Explore using the mpmul instruction for mpn_mul_basecase. Since mpmul handles just same-size operands, a GMP {up,un} × {vp,vn} multiply (where un ≥ vn) will require an initial {up,vn} × {vp,vn} multiply, then will be left with {up,un-vn} × {vp,vn}. If un-vn ≥ vn, then we should probably loop over mpmul, and add its low vn limbs to the upper part of the previous product, and just store the high vn limb. Considering that vn will never be > MUL_TOOM22_THRESHOLD, i.e., rather small, it is unlikely that what now remains should be done with mpmul, but rather with a loop over mpn_addmul_2 (or whatever largest mpn_addmul_k we might have). Optimisation: If un = vn + k, and k is small, pad the vp operand with some zero limbs when loading it to registers, and truncate the result.

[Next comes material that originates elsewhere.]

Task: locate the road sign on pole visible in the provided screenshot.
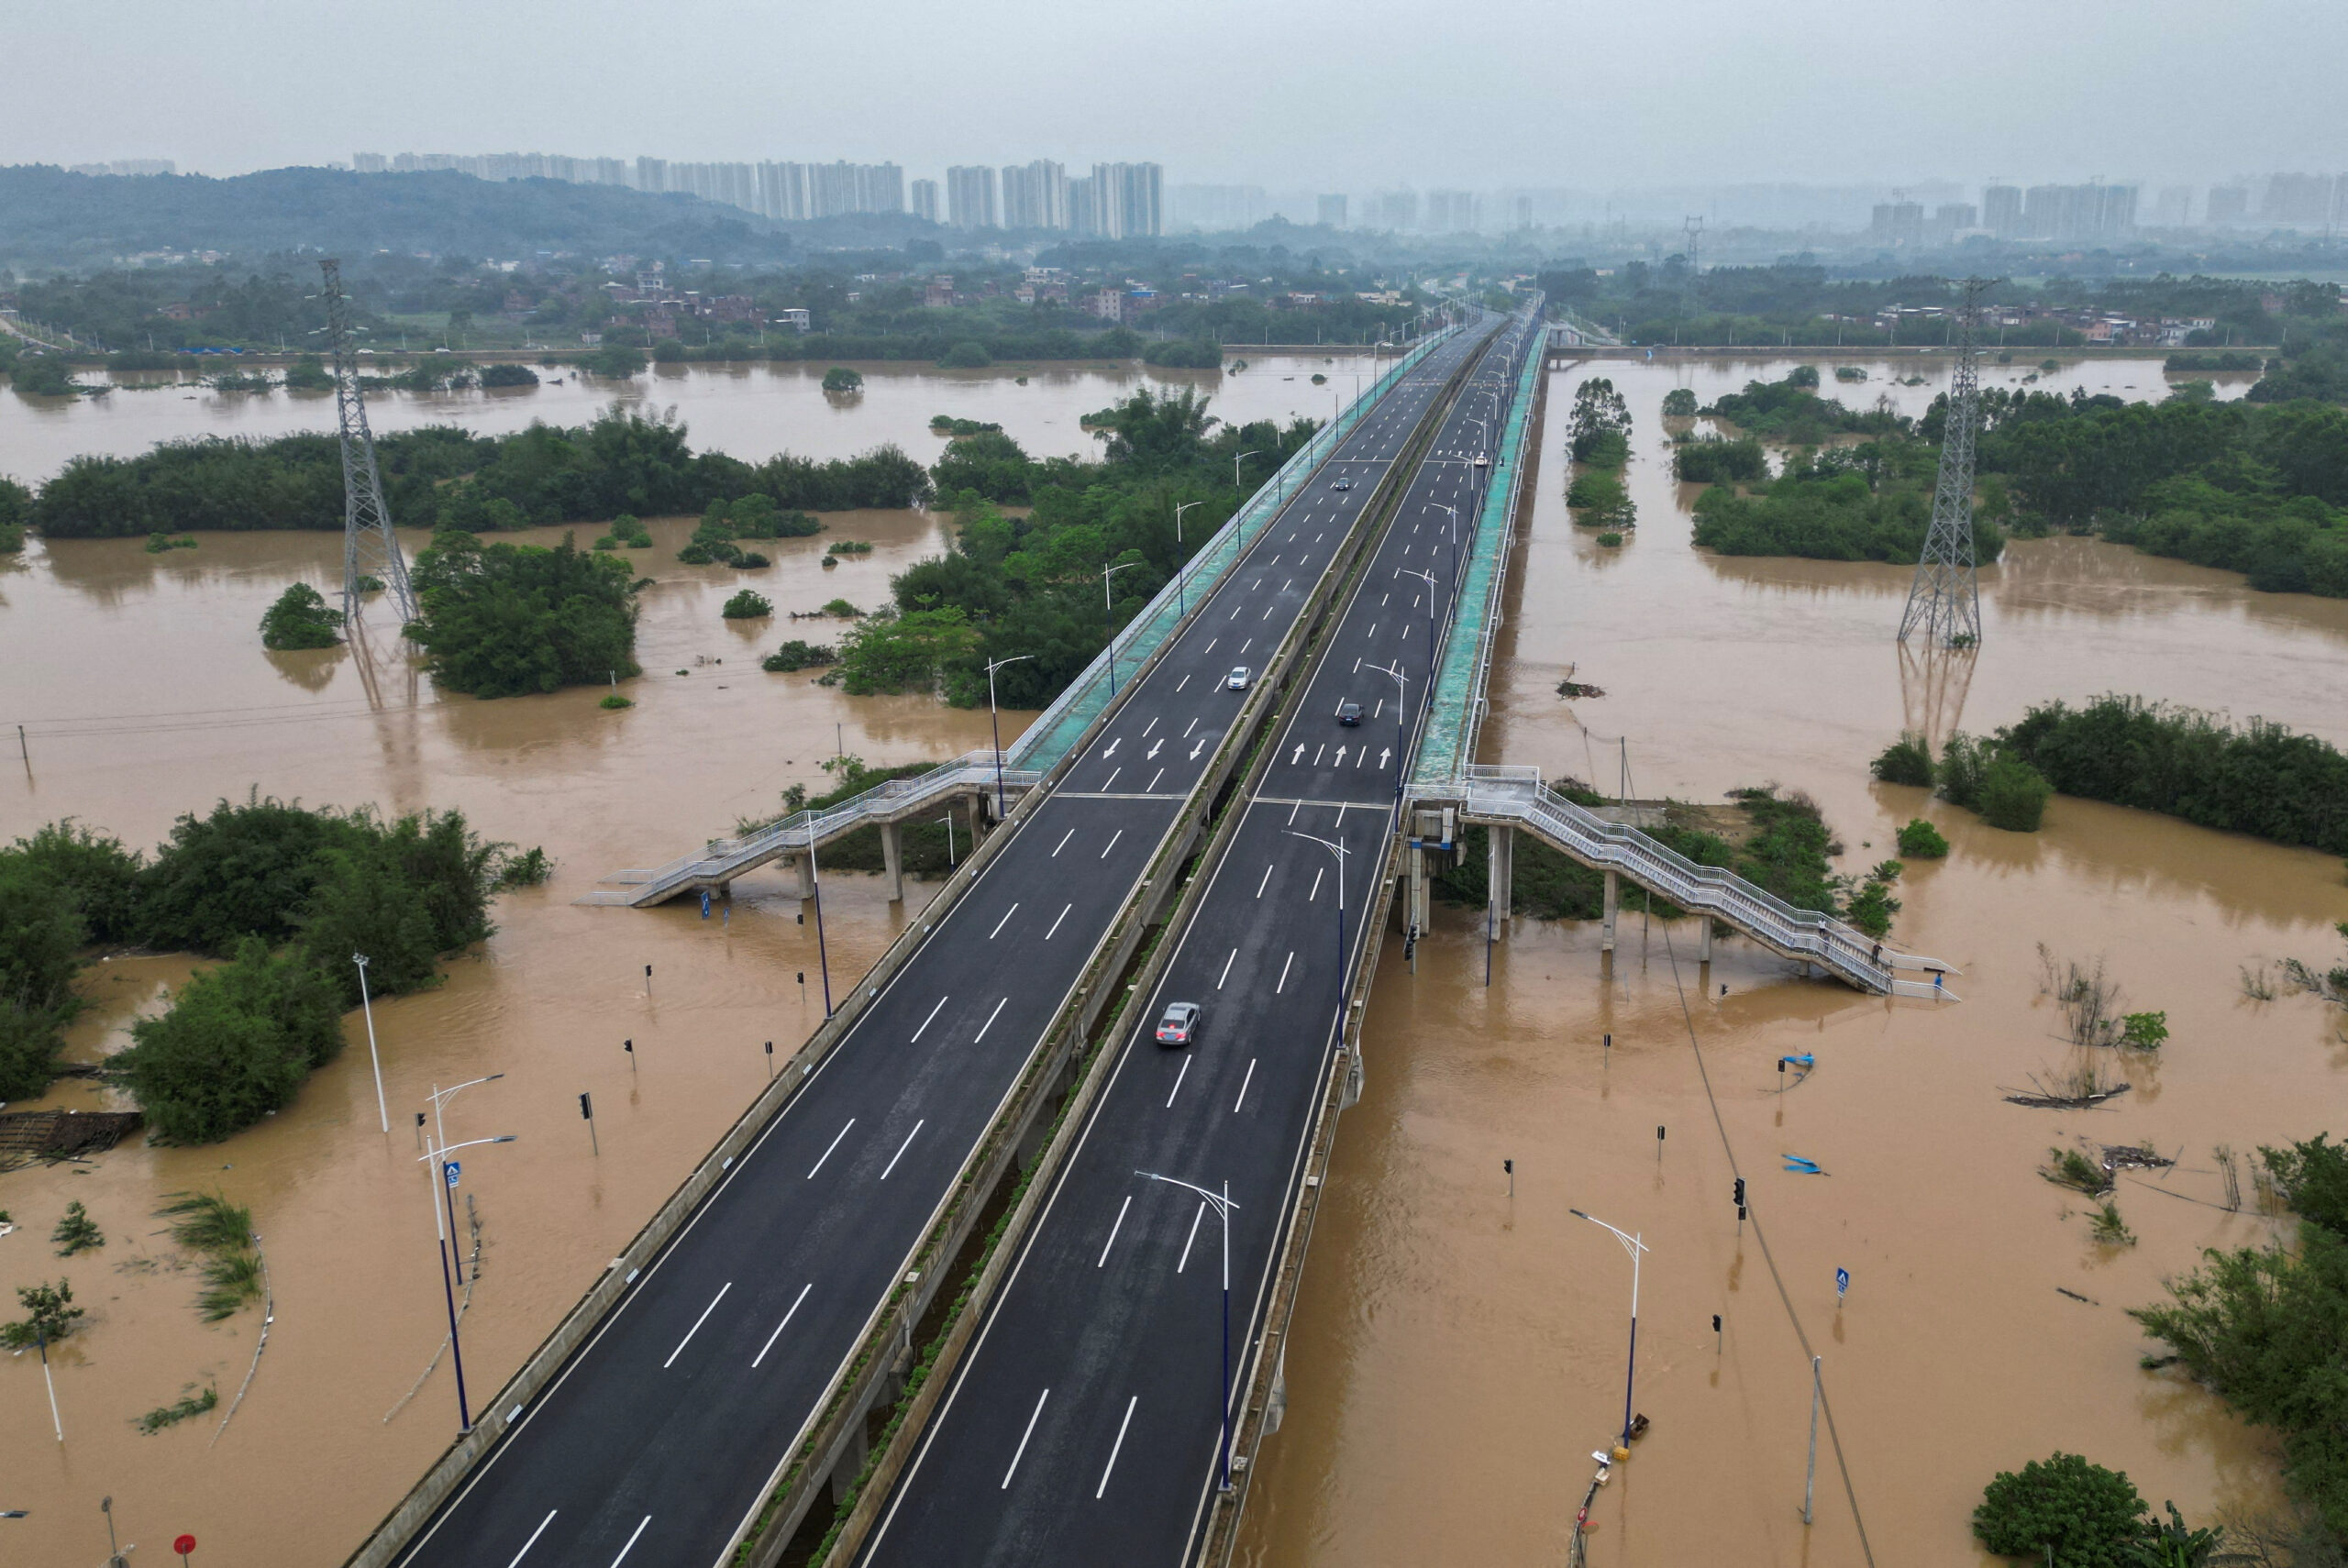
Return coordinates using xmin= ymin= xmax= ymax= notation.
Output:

Consider using the mpmul instruction for mpn_sqr_basecase, for large-enough operands. Unlike for mul_basecase, this will need just a simple cutoff point to a discrete sqr_bascase loop.
Implement dual-limb inverse "pi2" Euclidean and Hensel division primitives. This will double small-divisor division performance, since the mulx/umulxhi insn latency is causing poor single-limb inverse "pi1" performance.

DONE:

We have two new mpn addmul_1 variants, one 2-way unrolled and one 4-way unrolled. Commit the one which gives best performance for the critical operand sizes.
Rewrite mpn_submul_1 for speedup 5.8 c/l → 4.5 c/l.
Finish the cnd_aors_n.asm code.
Write a generic file aorsorrlshC_n.asm for addlsh1_n, sublsh1_n, rsblsh1_n. addlsh2_n, etc. Performance goal: 4 c/l for add/sub, 4.5 for rsb. To reach 4 c/l for sub, one needs to merge shifted limbs with xnor, for a free complement.